На бумажке записал ему фельдшер в госпитале его болезнь. По-русски написал – «травматический невроз в достаточной степени», а под чертой поставил нотабене и написал по-латыни: «Tabes dorsaIis», потом –? и в скобочках: «мнение трех врачей в противоположность двух, к которым и присоединяюсь! Старший фельдшер… сводного госпиталя Кораблев».
Про свою болезнь Мирон говорит мало, но бумажку носит при себе – на случай кому показать. Показывал учительнице – ничего не могла объяснить. Молодой батюшка сказал, что первое слово – травма – по-гречески значит «рана», а второе – вообще, нервная болезнь: ничего серьезного нет.

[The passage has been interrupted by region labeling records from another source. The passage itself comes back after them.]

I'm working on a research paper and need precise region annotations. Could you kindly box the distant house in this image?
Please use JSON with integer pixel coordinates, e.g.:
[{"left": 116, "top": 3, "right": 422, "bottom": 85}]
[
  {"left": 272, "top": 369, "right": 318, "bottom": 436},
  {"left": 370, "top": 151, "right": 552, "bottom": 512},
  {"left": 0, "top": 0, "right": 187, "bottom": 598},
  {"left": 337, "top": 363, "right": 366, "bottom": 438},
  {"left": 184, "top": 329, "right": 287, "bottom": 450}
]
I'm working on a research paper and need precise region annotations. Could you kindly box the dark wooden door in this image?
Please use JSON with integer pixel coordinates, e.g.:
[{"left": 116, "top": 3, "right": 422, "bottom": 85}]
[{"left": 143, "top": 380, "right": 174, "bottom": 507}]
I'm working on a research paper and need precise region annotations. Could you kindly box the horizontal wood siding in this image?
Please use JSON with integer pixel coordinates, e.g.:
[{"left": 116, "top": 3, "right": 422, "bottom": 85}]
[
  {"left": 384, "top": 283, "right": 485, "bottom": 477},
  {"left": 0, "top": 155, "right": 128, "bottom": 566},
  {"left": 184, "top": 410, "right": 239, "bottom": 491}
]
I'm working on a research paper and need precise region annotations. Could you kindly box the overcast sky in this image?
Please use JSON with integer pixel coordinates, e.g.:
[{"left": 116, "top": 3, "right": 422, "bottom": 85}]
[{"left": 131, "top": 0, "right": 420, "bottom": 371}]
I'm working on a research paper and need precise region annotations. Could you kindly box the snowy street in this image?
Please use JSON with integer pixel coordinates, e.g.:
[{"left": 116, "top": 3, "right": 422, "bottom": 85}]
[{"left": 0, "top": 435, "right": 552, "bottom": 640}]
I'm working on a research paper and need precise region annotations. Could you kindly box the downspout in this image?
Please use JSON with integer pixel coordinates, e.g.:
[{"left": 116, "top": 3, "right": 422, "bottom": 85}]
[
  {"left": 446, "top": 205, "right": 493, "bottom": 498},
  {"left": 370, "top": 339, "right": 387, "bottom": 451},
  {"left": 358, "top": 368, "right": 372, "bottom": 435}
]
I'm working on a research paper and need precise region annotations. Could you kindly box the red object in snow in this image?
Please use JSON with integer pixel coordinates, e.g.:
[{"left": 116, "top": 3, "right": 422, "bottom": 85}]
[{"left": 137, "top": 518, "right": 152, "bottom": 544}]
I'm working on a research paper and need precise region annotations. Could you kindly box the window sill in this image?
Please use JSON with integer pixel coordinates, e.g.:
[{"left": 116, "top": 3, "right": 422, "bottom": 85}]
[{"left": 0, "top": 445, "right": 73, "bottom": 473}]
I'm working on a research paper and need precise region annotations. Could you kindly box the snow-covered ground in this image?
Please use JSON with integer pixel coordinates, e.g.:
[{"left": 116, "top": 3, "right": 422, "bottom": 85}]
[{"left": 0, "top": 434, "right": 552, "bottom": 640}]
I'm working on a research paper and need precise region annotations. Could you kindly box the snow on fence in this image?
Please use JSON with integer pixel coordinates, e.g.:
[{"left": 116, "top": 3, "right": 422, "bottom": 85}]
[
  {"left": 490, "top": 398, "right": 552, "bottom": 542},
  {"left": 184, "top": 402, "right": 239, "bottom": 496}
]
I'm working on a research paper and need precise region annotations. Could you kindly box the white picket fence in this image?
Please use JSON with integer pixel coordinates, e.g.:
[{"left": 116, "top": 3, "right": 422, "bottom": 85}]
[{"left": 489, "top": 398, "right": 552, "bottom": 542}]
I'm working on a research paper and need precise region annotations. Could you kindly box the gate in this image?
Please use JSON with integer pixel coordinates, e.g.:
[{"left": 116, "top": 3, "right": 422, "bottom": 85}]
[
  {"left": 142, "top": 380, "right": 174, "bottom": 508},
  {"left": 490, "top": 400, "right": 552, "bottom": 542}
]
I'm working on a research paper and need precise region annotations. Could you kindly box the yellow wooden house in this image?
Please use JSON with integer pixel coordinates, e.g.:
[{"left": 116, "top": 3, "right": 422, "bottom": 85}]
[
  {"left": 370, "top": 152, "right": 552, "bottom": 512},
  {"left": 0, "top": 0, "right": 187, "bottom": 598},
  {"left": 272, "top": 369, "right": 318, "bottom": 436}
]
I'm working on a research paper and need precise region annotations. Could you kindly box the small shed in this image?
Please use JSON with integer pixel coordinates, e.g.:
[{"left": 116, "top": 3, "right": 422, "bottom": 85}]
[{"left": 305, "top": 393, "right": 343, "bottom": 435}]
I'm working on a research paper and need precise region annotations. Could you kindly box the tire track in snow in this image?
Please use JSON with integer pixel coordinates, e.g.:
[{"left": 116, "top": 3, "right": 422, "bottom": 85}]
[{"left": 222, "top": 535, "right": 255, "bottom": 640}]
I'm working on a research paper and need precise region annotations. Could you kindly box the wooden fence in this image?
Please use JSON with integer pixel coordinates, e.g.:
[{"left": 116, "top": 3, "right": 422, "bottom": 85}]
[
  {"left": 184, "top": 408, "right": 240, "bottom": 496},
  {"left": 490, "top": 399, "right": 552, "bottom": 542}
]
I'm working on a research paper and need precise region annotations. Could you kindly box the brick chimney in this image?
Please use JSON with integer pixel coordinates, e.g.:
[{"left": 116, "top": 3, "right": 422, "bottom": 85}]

– Какая же у меня рана?! Нет ничего.
Как будто совестно: никакой раны нет, а выписали на поправку. Да и в чайной стали поговаривать: докторов задарил, вот и пустили, а наших, вон, и с прострелами не пускают. Собирался Мирон сходить в земскую больницу, да работа.
Говорит еще не совсем твердо, чуть заикается, и это, видимо, его удивляет – что такое? И про немца говорит часто, которого пришлось заколоть.
– Так заверещал нехорошо… чисто на кошку наступил. Сейчас его голос слышу. У него штычек-то саблей да и подлинный, а я с лету, да в самое это место, в мягкое-то… Присягу принимал… а подумать теперь – до сердца достает. А то он бы меня, все равно.
Немца он видит, как живого. Некрасивый был немец, крупнозубый, глаза навыкат, губы растрепаны, вихрастый, без фуражки. Росту был необыкновенного, а может, так показалось: снизу его колол.